Virtual Servers: VMware
The terms host and guest describe the physical and virtual machines. The physical computer on which we install VMware Workstation software is called the host computer, and its operating system is called the host operating system. The operating system running inside a virtual machine is called a guest operating system.
IRT provides a host server service. If there are changes in interface connectivity or service availability of the host, then IRT will schedule such changes per the IRT Change Management policy. However, routine maintenance, such as operating system patching, is done without impacting interface connectivity or service availability, is not considered part of the active production environment, and is therefore exempt from the IRT Change Management policy. Detailed records of such routine maintenance are stored in the VMWare environment.

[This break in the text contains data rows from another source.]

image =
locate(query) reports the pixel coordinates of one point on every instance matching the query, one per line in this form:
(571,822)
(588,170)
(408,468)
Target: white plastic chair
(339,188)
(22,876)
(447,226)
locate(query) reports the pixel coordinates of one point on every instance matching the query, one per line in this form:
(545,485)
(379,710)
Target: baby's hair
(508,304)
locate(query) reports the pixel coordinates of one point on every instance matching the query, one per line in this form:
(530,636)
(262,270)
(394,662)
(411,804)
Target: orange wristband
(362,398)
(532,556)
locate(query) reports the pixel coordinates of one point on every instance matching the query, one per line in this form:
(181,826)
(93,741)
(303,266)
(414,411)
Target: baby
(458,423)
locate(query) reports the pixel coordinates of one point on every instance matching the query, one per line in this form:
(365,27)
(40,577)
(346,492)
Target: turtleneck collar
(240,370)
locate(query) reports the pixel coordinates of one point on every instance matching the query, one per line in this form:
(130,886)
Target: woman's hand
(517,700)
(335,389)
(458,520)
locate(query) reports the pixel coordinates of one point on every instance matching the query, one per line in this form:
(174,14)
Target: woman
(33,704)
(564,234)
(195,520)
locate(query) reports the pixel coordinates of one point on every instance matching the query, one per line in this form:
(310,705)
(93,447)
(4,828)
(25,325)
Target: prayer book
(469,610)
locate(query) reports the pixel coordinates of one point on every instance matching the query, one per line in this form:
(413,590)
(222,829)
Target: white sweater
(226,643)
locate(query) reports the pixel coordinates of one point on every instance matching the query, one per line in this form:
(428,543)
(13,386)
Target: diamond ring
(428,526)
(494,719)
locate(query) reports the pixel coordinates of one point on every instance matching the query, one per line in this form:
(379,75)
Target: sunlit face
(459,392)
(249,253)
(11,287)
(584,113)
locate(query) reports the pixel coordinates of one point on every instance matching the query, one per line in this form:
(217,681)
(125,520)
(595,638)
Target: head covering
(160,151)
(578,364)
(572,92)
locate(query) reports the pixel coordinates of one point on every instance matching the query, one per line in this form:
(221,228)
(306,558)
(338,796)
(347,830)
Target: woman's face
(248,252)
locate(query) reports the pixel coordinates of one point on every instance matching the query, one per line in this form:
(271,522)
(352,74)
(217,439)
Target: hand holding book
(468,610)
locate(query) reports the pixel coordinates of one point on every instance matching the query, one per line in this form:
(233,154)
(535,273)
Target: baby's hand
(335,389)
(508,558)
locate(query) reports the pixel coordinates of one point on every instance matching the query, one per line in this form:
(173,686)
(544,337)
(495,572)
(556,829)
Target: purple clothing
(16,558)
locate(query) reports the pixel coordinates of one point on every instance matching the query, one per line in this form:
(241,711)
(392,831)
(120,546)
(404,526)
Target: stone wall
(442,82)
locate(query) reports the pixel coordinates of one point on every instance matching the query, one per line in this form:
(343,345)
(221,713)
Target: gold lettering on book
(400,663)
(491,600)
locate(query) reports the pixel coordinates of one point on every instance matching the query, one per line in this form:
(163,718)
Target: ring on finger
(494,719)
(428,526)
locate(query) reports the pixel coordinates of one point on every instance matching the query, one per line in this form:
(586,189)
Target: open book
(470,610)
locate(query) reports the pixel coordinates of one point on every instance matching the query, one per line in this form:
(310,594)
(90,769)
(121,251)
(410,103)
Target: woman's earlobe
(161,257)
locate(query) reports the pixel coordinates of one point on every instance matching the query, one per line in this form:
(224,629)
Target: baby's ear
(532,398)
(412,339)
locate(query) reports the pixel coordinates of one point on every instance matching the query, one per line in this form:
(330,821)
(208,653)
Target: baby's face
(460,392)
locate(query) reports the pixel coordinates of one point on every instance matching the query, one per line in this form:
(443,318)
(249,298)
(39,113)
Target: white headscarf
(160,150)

IRT also provides guest server service. Changes to guest servers may impact service to the production environment and therefore should be scheduled in accordance with the IRT Change Management policy.
Virtual Applications: Xen Server and Citrix
IRT provides an application service. I f there are changes in interface Connectivity, service availability, the user experience or integration with other applications, then such changes are said to impact the production environment and IRT will schedule such changes per the IRT Change Management policy.